On the computer screen, “it’s like watching a fire consume a forest, you just see these flames working through the star, with all this structure to it,” says theoretical astrophysicist Daniel Kasen of the University of California, Santa Cruz.
Simulations developed by supernova expert Stan Woosley, also of UC Santa Cruz, along with Kasen, Fritz Röpke of the Max Planck Institute for Astrophysics in Garching, Germany, and others now suggest that supernovas that erupted a few billion years back in time may be different — intrinsically brighter — than those exploding today. The team has begun to identify several other features that may affect supernova brightness — such as how rapidly a star rotated before it exploded and its abundance of elements heavier than helium — which might confound dark energy measurements if overlooked.
“We’re starting to make meaningful comments about how useful these supernovae can be for precision cosmology,” Woosley says.
Exploding stellar probes
Astronomers rely on type 1a super-novas to probe the expansion history of the universe because these explosions are almost perfect cosmic mile markers.
Since all 1a’s appear to have the same starting point — blowing up the same amount of mass —they all should have roughly the same luminosity. After adjusting for variations by applying the Phillips relation, which holds that intrinsically brighter supernovas take more time to fade than dimmer ones, researchers can, in principle, read off the wattage of these cosmic lightbulbs. Just as the apparent brightness of a 60-watt bulb predictably diminishes with distance, so too should the observed brightness of a supernova.
When astronomers applied this prescription, they found that light from distant supernovas appeared dimmer than it ought to be based on what had been the accepted model of the universe’s evolution. That unexpected result led in 1998 to an astonishing conclusion: Rather than slowing down, the cosmos has recently sped up its rate of expansion, putting extra distance between nearby and remote supernovas — and the galaxies in which they originated.
Now, astronomers want to know the inherent brightness of type 1a supernovas to within a few percent, rather than the previous error margin of 20 percent — and how that brightness varies among different populations. Suppose, for example, that supernovas containing a lower abundance of heavy elements — typical of stars earlier in the history of the universe — areon average intrinsically brighter than supernovas exploding today. The Phillips relation says that the supernovas with fewer metals should remain bright for a longer period of time than others. Indeed, models suggest that such cosmic bulbs would last longer than younger supernovas, but not quite as long as the relation predicts, Woosley and collaborators now find. This effect cannot be ignored if researchers want to use type 1a’s to measure distances to an accuracy of 1 or 2 percent, which will be required to assess whether or not dark energy varies with time, Kasen says.

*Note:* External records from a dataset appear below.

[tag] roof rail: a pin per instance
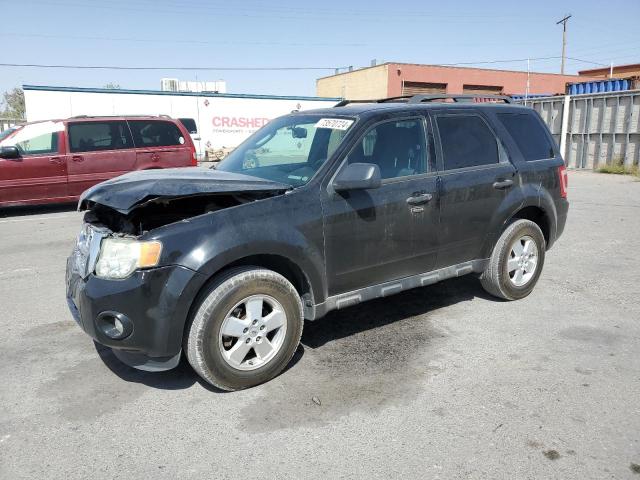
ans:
(455, 97)
(122, 116)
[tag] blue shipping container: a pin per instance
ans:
(599, 86)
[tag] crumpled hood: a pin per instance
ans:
(130, 190)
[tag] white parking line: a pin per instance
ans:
(41, 217)
(17, 270)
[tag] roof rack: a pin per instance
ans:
(122, 116)
(456, 98)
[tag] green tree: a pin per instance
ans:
(13, 104)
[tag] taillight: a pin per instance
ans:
(564, 181)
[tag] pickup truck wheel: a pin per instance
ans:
(516, 261)
(245, 329)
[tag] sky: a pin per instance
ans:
(293, 34)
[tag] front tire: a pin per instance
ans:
(516, 261)
(245, 329)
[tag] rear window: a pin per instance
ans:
(97, 136)
(155, 133)
(529, 134)
(466, 142)
(189, 124)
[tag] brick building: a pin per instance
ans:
(393, 79)
(619, 71)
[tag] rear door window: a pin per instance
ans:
(155, 133)
(99, 136)
(189, 124)
(529, 134)
(466, 141)
(398, 147)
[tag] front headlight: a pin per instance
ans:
(120, 257)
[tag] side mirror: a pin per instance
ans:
(298, 132)
(9, 153)
(358, 176)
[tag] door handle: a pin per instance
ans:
(502, 184)
(419, 198)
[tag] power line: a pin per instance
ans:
(118, 67)
(564, 39)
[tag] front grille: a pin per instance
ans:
(85, 253)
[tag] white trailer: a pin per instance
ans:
(223, 120)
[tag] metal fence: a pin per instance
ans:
(596, 129)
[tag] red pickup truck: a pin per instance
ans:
(56, 160)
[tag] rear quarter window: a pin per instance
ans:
(466, 141)
(529, 134)
(155, 133)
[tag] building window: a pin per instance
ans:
(422, 88)
(482, 89)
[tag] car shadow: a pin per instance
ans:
(334, 326)
(384, 311)
(181, 377)
(26, 210)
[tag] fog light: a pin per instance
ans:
(114, 325)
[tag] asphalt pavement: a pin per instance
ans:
(440, 382)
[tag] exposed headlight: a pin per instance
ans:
(120, 257)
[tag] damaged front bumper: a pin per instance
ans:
(141, 317)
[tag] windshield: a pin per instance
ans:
(7, 132)
(35, 138)
(289, 149)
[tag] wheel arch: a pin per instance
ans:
(535, 214)
(280, 264)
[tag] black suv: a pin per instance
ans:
(319, 210)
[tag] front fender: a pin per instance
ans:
(288, 226)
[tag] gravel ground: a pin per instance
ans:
(440, 382)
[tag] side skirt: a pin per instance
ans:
(386, 289)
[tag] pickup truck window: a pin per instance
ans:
(289, 149)
(155, 133)
(398, 147)
(97, 136)
(466, 141)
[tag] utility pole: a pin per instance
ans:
(564, 39)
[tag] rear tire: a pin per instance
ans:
(245, 329)
(516, 261)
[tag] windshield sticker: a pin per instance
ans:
(334, 123)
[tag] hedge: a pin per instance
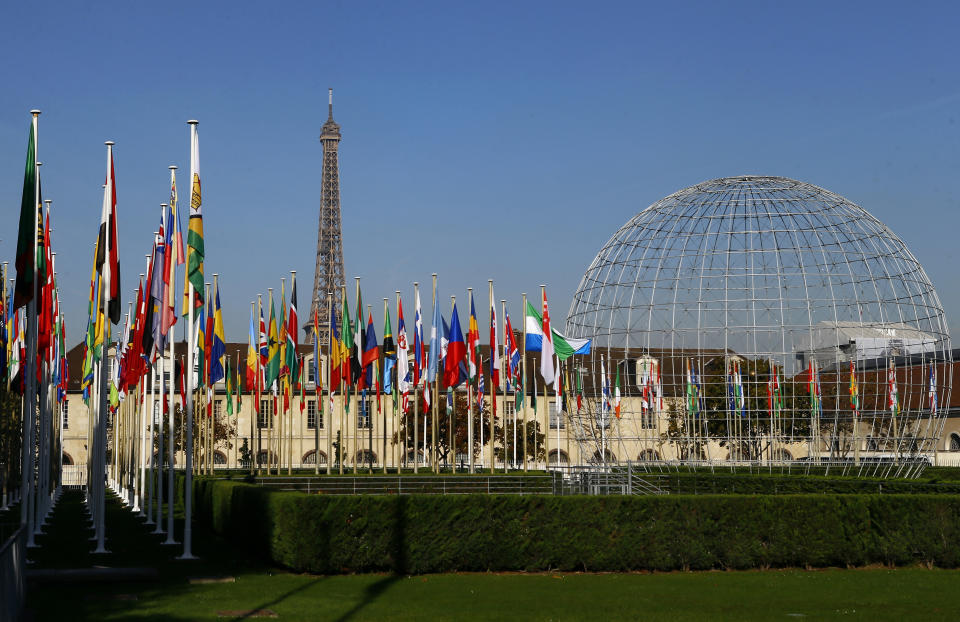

If type 1a supernovas vary in brightness according to a random statistical distribution, with some explosions brighter and some dimmer than average, simply observing many more of them will beat down the error in using them as standard lightbulbs, Kasen says. But if some type 1a’s, such as distant ones, are systematically different from others, as his team now suggests, a problem emerges.
If such properties aren’t accounted for, “our errors would be greater than we really believe” in using type 1a supernovas to measure the expansion of the universe and the nature of dark energy, says Mike Zingale of Stony Brook University in New York.